Asad graduated from high school at the top of his class. With a thirst for knowledge and a gift for languages, including English, he dreamed of pursuing a university education. His prospects should have looked bright indeed. But this was a country at war. And at age 20 he decided to flee for his own safety, leaving his wife and daughter behind in the only country they had ever known: Somalia.
Dreams in tow, he arrived in Thailand hoping to pursue his studies and better provide for his family. Little did he know attending school would put him at risk of arrest and indefinite detention. Thailand is not a signatory to the 1951 Refugee Convention and thus does not recognize refugees’ rights, so Asad was considered an illegal migrant. Stripped of his legal identity, he was denied access to basic services like healthcare, employment and education.
“I was disappointed and wanted to give up on pursuing my studies.”
Nonetheless, Asad persevered. Even when formal education wasn’t an option, he was determined to build his professional repertoire. That’s when he heard about Asylum Access Thailand (AAT), and in 2016 he began taking on leadership opportunities. He served as a community interpreter to help others access their potential, and gained legal skills in Thai and international law. He began providing legal consultations to empower others in the Somali refugee community who faced similar challenges.
Still, a formal education is what Asad knew he needed to advance and provide his family with the life he thought they deserved.
That’s when Asad joined the Bangkok Refugee Youth Club (BRYC), an AAT supported group that aims to expand education access for refugee youth through outreach, research and civic engagement. In April of this year, BRYC conducted a workshop for refugees interested in university study, informing them of available programs and scholarship opportunities. Several students took admissions tests for an online higher education degree program. Eight of them passed.

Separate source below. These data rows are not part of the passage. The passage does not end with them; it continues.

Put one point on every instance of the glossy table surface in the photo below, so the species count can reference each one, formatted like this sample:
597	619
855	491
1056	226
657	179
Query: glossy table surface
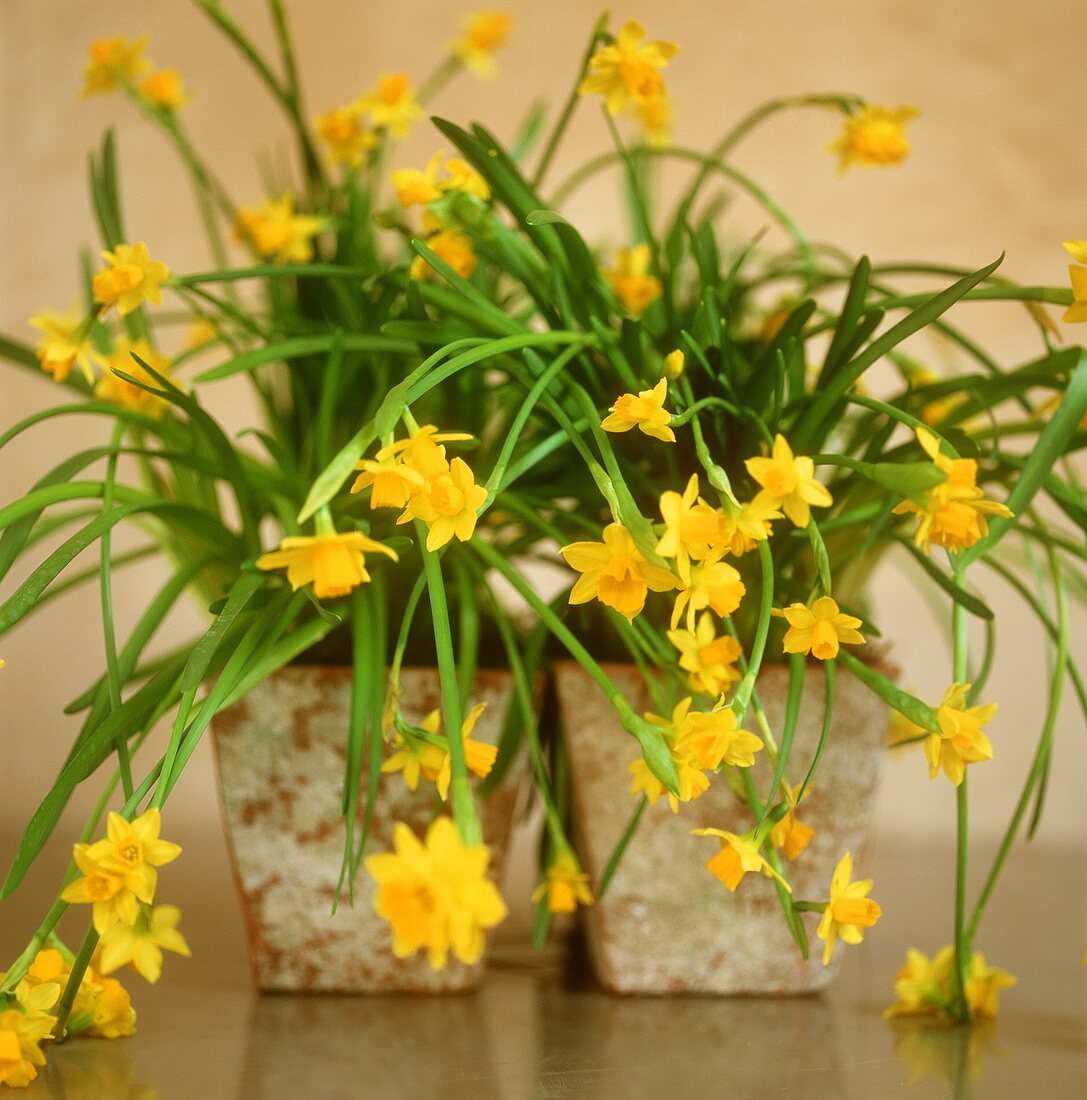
540	1026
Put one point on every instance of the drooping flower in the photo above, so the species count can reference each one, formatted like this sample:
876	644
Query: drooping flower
142	944
346	135
449	505
65	343
820	629
849	910
275	232
484	33
713	584
130	279
954	514
112	61
961	740
711	660
790	481
615	572
738	856
630	279
333	563
628	69
163	89
566	886
392	106
645	411
436	894
112	387
874	138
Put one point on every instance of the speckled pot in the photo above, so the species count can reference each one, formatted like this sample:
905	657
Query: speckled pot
282	751
667	925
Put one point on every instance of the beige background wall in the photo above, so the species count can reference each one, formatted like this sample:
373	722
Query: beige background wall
999	164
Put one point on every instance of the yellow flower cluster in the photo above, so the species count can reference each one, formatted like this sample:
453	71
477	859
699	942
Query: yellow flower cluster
414	474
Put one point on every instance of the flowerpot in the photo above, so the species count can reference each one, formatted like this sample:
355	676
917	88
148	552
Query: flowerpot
666	924
281	754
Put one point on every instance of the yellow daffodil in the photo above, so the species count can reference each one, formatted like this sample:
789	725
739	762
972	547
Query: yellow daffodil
628	69
436	894
112	61
692	527
275	232
630	279
142	944
65	343
955	513
23	1026
163	89
645	411
130	279
484	33
874	138
333	563
566	886
961	740
738	856
449	505
709	659
447	244
112	387
714	584
983	987
615	572
790	481
346	135
820	629
392	106
849	910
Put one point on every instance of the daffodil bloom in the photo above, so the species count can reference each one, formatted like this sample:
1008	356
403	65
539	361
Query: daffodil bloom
22	1029
65	343
630	279
112	387
130	279
615	572
738	856
790	481
961	740
923	985
417	188
709	659
820	629
714	584
874	138
692	527
449	505
346	135
849	910
452	248
392	106
275	232
436	893
112	61
955	513
163	89
628	69
566	886
645	411
983	987
484	32
333	563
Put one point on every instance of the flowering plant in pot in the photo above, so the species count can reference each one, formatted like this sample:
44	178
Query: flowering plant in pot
749	462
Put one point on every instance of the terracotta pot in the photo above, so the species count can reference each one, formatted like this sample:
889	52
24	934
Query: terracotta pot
666	924
281	752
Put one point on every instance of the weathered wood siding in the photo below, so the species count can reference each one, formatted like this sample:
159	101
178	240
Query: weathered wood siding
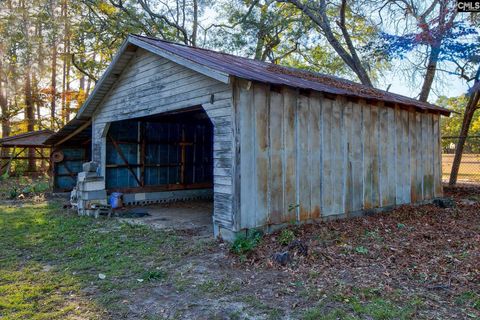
152	85
301	157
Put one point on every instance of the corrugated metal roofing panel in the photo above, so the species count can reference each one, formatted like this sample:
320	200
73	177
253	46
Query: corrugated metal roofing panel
255	70
28	139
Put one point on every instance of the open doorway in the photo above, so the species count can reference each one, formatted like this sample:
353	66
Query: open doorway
163	163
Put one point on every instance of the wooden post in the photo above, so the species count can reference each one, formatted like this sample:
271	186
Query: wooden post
120	152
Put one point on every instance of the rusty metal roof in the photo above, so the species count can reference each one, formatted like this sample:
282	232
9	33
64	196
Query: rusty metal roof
35	139
255	70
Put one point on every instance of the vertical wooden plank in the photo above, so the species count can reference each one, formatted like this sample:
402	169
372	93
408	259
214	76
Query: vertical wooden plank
367	157
290	106
412	138
348	136
425	164
327	190
383	154
303	157
374	149
356	160
338	154
314	143
418	157
412	132
247	157
261	106
429	169
398	156
437	153
277	174
405	158
391	189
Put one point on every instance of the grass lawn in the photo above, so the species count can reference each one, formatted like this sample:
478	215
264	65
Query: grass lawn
50	262
413	263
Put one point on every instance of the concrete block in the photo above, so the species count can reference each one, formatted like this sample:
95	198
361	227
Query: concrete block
93	195
82	176
93	185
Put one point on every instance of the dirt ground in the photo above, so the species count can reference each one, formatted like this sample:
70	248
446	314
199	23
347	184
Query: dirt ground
412	263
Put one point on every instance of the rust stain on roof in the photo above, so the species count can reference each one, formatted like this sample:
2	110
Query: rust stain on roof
28	139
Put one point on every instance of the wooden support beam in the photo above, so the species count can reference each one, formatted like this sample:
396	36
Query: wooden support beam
13	157
120	153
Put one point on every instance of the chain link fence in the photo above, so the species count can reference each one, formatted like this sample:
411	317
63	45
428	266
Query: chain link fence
470	166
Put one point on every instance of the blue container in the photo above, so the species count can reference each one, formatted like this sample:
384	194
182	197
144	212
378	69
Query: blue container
116	200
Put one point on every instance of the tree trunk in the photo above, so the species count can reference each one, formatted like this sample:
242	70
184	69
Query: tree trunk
195	23
470	109
53	106
430	74
5	118
29	117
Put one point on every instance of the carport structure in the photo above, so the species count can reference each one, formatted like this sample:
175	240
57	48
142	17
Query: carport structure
277	144
25	146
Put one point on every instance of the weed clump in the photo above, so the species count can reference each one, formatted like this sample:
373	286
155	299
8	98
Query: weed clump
246	243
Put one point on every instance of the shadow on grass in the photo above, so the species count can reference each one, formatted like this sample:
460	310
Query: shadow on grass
50	262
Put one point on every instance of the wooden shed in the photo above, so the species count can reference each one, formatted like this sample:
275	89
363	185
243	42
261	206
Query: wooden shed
270	144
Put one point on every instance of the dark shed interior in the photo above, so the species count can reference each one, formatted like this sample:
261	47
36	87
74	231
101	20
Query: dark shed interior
170	151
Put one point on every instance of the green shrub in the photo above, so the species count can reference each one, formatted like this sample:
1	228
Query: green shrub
361	250
13	193
285	237
154	275
41	187
245	244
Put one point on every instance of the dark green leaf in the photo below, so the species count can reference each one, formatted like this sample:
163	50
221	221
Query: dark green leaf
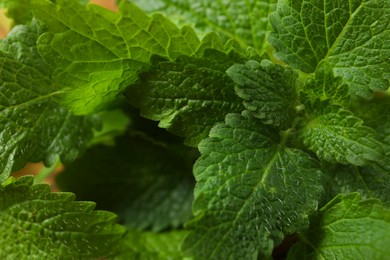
347	228
338	136
352	36
371	181
147	182
152	246
250	192
268	90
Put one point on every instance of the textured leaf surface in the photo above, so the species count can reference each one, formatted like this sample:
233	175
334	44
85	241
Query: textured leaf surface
152	246
189	95
148	183
338	136
98	53
370	181
269	91
18	10
250	192
42	225
348	228
33	127
376	114
353	36
245	21
326	87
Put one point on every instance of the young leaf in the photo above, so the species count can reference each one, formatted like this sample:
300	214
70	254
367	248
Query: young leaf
189	95
108	49
250	192
352	36
338	136
147	183
348	228
326	87
44	225
371	181
33	127
269	91
153	246
376	114
18	10
245	21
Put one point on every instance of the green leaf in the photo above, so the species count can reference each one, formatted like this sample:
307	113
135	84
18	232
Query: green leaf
250	192
244	21
18	10
352	36
376	114
268	90
44	225
371	181
152	246
149	182
338	136
115	123
347	228
33	127
189	95
326	87
108	49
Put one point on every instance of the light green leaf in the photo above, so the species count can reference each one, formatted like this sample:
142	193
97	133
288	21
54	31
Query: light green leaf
149	182
152	246
338	136
33	127
371	181
325	87
97	53
244	21
38	224
250	192
18	10
268	90
352	36
347	228
376	114
189	95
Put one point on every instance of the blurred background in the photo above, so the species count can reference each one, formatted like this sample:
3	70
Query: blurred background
37	168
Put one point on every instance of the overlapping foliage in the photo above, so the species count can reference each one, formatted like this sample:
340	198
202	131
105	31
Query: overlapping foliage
284	100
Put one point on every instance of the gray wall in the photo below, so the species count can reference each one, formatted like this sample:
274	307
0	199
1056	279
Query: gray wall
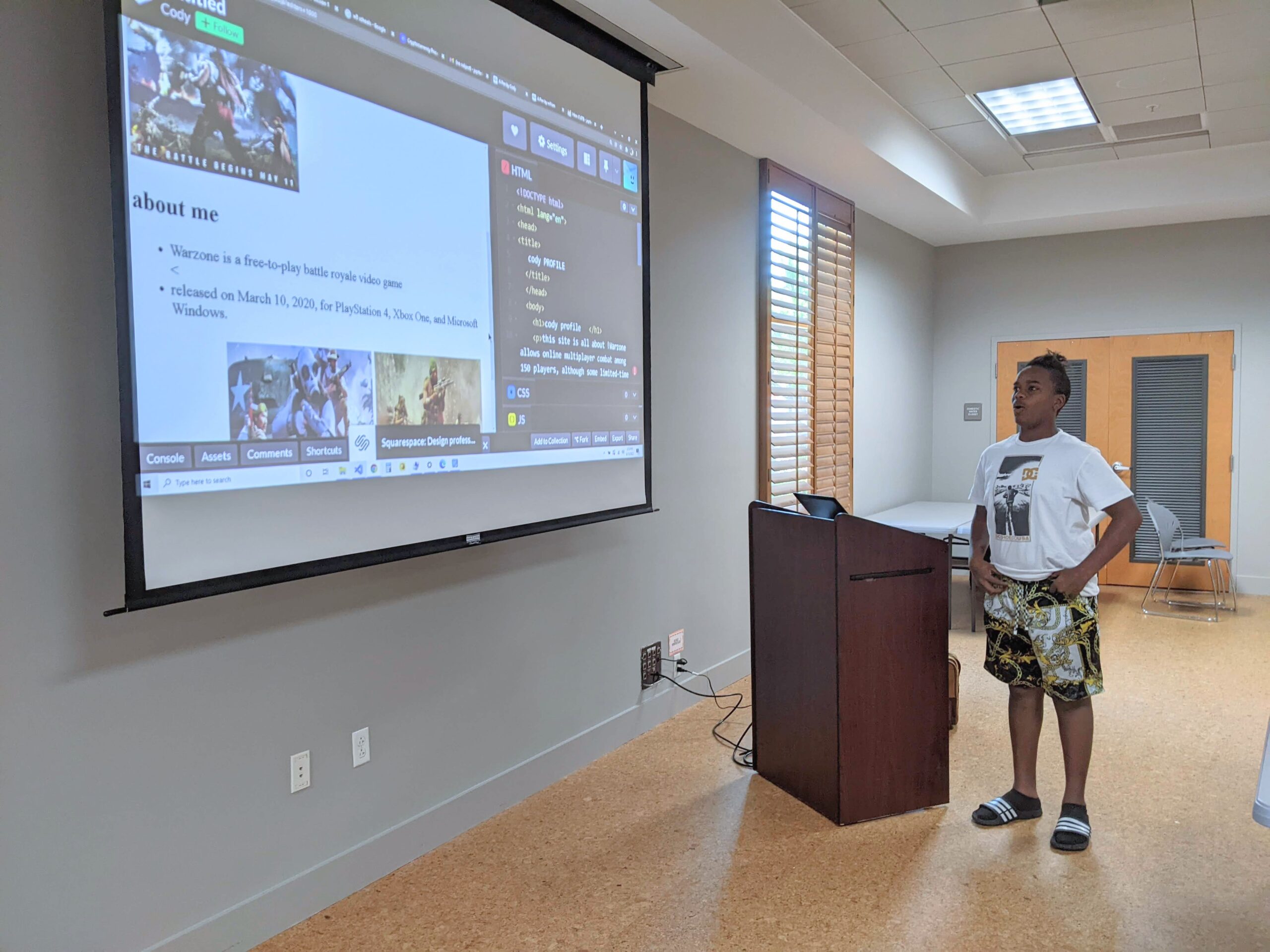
1170	278
894	334
144	758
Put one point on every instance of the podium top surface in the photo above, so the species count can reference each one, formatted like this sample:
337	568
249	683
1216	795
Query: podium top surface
940	520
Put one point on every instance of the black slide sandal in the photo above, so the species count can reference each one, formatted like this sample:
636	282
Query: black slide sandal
1006	809
1072	832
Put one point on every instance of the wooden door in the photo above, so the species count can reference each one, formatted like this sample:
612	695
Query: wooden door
1171	400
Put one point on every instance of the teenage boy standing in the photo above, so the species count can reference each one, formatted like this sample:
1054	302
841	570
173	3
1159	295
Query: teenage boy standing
1038	497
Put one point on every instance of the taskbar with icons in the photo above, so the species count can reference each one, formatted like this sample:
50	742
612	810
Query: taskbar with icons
209	480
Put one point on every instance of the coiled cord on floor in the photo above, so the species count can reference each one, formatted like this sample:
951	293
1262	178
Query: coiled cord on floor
741	756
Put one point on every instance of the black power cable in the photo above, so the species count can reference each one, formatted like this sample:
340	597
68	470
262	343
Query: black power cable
741	756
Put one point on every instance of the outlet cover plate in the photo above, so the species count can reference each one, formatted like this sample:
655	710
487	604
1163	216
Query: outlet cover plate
300	774
361	747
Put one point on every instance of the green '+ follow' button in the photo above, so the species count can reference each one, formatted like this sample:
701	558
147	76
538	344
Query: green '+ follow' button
219	28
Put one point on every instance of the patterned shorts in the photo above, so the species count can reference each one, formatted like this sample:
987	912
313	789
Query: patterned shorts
1044	640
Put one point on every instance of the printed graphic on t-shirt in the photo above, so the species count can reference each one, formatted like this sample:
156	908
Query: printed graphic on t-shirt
1012	497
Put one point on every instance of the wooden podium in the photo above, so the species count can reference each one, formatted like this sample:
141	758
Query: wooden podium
849	648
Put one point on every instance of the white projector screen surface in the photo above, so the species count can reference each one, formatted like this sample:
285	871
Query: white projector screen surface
385	281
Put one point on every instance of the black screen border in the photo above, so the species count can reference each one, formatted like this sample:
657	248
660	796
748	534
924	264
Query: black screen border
545	14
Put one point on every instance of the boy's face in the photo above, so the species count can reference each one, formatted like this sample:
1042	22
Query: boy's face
1035	400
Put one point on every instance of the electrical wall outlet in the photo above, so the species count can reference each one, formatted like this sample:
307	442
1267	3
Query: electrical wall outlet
651	665
300	774
361	747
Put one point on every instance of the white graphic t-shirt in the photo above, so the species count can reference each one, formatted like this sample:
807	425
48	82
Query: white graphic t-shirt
1044	499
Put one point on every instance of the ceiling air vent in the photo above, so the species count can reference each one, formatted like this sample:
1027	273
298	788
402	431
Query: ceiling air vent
1061	139
1150	128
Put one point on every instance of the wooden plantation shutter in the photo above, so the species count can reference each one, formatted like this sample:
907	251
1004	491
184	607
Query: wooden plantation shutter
807	294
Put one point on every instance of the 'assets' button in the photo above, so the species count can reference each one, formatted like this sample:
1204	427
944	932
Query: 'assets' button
268	454
215	456
164	459
550	441
317	451
550	144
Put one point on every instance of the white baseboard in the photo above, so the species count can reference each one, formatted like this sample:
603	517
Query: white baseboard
266	914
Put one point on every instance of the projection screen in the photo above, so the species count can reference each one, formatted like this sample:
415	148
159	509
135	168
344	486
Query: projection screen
382	282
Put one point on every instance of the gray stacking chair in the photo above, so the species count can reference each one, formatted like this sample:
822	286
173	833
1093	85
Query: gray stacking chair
1178	550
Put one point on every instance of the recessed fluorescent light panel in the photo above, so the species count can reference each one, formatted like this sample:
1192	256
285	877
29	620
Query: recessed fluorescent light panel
1042	106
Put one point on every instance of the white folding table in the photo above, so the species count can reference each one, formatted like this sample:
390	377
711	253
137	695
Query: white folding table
947	521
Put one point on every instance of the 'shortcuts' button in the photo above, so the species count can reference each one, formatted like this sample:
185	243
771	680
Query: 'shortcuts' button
268	454
215	456
317	451
550	441
163	459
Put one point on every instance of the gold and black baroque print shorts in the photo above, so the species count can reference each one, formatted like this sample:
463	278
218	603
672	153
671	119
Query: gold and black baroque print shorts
1044	640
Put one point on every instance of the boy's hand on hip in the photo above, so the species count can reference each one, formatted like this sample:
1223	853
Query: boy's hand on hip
987	578
1069	583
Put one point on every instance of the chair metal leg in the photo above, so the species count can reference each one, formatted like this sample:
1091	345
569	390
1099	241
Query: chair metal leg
1151	588
1152	595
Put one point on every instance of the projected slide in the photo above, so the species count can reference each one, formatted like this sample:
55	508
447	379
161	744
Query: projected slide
378	243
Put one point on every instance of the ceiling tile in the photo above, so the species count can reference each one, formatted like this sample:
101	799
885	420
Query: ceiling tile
1142	80
1236	66
1222	8
1232	96
1014	70
889	56
1079	158
981	145
1239	137
945	112
915	88
1087	19
844	22
1249	117
1167	105
1160	146
990	36
1240	31
1128	50
919	14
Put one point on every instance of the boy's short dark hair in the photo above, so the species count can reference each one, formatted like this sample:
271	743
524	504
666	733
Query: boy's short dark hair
1057	366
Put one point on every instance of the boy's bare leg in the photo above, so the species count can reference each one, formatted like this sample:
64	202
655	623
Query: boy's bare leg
1026	714
1076	731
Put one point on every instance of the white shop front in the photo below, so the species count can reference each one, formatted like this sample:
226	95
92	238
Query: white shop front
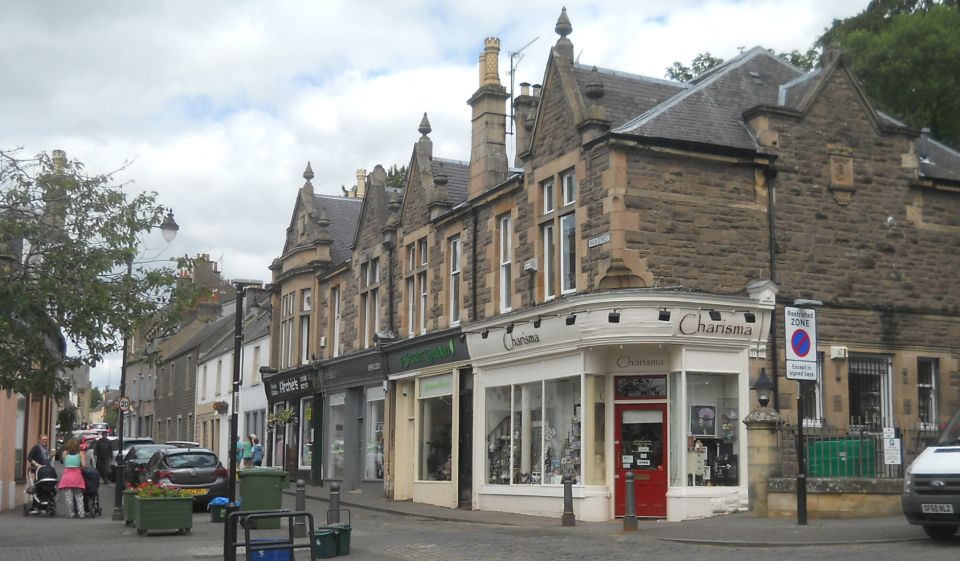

One of the eight accepted applicants was Asad himself.
“Through the motivational advice I received from Asylum Access Thailand and from the knowledge I gained through the Bangkok Refugee Youth Club, I gained the courage to continue pursuing my dreams. I’m now enrolled in an accredited university.”
As remarkable as it is, Asad’s story is not uncommon. Individuals who flee violence and persecution — and often with it, their jobs and degrees — for a more secure life, find themselves with few options to prosper in their new homes. However, when refugees like Asad have a platform to use their voice and advocate for their rights, they can rebuild their lives and make a difference in their communities.
Asad has now been reunited with his wife and daughter in Thailand, and is studying at the University of the People, an online tuition-free college. He currently awaits refugee status determination. Using his voice, he continues to empower others in his community to realize their dreams just as he did. In his refusal to give up, and in using his talents to unlock others’ potential, he became the author of his own destiny.
To protect the privacy of our refugee partners, photographs and names have been changed in this story.